Drugs which have been taken by a large number of pregnant women and women of childbearing age without any proven increase in the frequency of malformations or other direct or indirect harmful effects on the fetus having been observed.

Category C

Drugs which, owing to their pharmacological effects, have caused or may be suspected of causing, harmful effects on the human fetus or neonate without causing malformations. These effects may be reversible. Accompanying texts should be consulted for further details.

Category B1

Drugs which have been taken by only a limited number of pregnant women and women of childbearing age, without an increase in the frequency of malformation or other direct or indirect harmful effects on the human fetus having been observed.

Studies in animals have not shown evidence of an increased occurrence of fetal damage.

Category B2

Drugs which have been taken by only a limited number of pregnant women and women of childbearing age, without an increase in the frequency of malformation or other direct or indirect harmful effects on the human fetus having been observed.

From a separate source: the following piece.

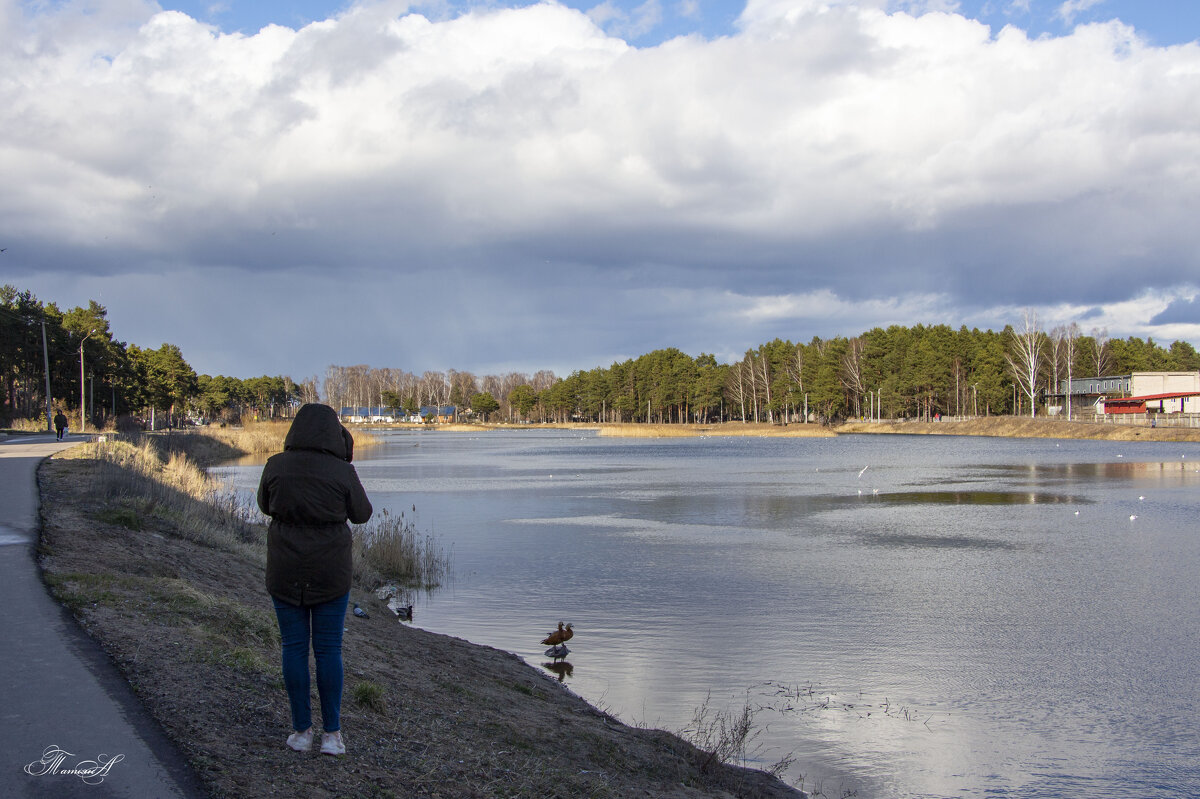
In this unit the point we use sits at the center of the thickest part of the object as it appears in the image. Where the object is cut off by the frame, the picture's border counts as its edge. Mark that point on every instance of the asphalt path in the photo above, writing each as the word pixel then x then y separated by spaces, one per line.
pixel 70 724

Studies in animals are inadequate or may be lacking, but available data show no evidence of an increased occurrence of fetal damage.

Category B3

Drugs which have been taken by only a limited number of pregnant women and women of childbearing age, without an increase in the frequency of malformation or other direct or indirect harmful effects on the human fetus having been observed.

Studies in animals have shown evidence of an increased occurrence of fetal damage, the significance of which is considered uncertain in humans.

Category D

Drugs which have caused, are suspected to have caused or may be expected to cause, an increased incidence of human fetal malformations or irreversible damage. These drugs may also have adverse pharmacological effects. Accompanying texts should be consulted for further details.

Category X

Drugs which have such a high risk of causing permanent damage to the fetus that they should not be used in pregnancy or when there is a possibility of pregnancy.

Note: For drugs in the B1, B2 and B3 categories, human data are lacking or inadequate and subcategorisation is therefore based on available animal data. The allocation of a B category does NOT imply greater safety than the C category. Drugs in category D are not absolutely contraindicated in pregnancy (e.g. anticonvulsants). Moreover, in some cases the 'D' category has been assigned on the basis of 'suspicion'.

Due to legal considerations in this country, sponsor companies have, in some cases, applied a more restrictive category than can be justified on the basis of the available data.

In some cases there may be discrepancies between the published Product Information and the information in this booklet due to the process of ongoing document revision.